The American Bar Association and its heavy-handed approach to diversity in law school will only insure that we get fewer Black lawyers. If the ABA wants concrete progress in increasing diversity in law classrooms they can start by accepting that prospective Blacks shun law school for reasons exacerbated by affirmative action.

The dreadful bar passage rate for Blacks, half that of Whites, followed by diminished success in the profession, are what causes capable Blacks to shy from the opportunity cost and expense of gaining a law degree. The 'plus-factor' points awarded in the admissions process simply do not carry through to graduation, bar passage, and successful law practice.

So why do Blacks under perform their peers when it comes to grades, graduation, and the bar?
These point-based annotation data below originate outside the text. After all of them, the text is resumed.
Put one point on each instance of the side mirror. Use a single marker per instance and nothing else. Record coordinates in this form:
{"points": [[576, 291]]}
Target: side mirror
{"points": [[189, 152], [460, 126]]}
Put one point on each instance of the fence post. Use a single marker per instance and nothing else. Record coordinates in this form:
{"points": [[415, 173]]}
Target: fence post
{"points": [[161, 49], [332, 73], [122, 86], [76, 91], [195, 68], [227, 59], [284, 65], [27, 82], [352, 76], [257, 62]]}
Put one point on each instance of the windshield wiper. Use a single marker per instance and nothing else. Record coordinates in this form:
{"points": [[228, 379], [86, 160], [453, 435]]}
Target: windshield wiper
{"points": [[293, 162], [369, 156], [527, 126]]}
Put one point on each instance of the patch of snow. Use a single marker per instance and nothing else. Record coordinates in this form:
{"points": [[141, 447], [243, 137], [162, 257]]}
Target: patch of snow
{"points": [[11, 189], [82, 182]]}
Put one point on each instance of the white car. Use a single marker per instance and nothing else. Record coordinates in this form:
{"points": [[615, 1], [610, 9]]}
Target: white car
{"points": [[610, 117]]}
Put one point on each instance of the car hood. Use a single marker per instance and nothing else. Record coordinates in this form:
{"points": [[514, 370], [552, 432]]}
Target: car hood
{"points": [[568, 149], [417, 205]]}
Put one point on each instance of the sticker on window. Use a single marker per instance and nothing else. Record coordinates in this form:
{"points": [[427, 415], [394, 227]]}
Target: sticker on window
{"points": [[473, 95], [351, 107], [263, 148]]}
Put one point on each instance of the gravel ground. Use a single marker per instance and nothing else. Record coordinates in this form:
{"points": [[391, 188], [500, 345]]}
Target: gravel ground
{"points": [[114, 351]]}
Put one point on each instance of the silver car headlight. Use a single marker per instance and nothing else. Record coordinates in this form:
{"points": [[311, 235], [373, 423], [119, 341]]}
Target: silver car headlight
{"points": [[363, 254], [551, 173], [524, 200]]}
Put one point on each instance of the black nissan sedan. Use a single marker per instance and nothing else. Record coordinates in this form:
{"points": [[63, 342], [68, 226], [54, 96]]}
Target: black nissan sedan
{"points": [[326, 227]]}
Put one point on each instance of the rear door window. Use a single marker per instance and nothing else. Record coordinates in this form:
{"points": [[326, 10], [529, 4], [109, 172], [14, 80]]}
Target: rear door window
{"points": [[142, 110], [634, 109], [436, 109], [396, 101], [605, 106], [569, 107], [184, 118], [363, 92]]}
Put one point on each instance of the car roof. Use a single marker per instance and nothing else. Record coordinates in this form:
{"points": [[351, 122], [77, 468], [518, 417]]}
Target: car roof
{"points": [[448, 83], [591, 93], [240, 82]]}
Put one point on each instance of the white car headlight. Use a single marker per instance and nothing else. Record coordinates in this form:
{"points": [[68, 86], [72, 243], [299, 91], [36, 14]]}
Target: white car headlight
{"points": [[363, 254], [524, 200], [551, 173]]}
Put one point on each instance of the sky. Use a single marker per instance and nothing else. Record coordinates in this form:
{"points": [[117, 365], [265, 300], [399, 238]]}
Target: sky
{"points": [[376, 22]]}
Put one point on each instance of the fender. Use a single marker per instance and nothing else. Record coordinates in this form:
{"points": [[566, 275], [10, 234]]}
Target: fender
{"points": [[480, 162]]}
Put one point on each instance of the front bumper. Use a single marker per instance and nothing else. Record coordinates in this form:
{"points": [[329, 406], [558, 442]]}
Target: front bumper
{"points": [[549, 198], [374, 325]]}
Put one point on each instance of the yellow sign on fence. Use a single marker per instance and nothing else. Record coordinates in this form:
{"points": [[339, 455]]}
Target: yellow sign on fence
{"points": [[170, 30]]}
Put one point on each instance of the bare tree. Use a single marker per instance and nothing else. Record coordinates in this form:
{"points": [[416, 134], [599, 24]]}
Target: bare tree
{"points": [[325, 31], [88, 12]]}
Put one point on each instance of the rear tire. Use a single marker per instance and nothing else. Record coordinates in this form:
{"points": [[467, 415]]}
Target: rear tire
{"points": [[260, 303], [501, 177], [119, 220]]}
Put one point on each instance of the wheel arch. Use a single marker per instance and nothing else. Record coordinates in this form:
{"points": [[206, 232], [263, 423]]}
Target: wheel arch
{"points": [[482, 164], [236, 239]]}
The top tier law schools poach a significant number of candidates, who should objectively attend second tier schools. These poached students, taken from schools that best match their abilities, struggle to keep up. The shifting of students does not stop here. Each of five tiers of schools is raided from above and poaches below, with an effect of shifting a large portion of the students from their center-of-competence.

Blacks student face the unfair burden of keeping up with accelerated classes, with their average grades placing them in the 10th percentile as the result. Such performance is not a recipe for career success and attracting greater numbers. Bar passage is higly correlated to grades not tier of school. And this is why admission committees are having an increasingly difficult time filling the seats of law schools with Blacks. By the way, other professional schools, along with higher education in general, face the same challenge.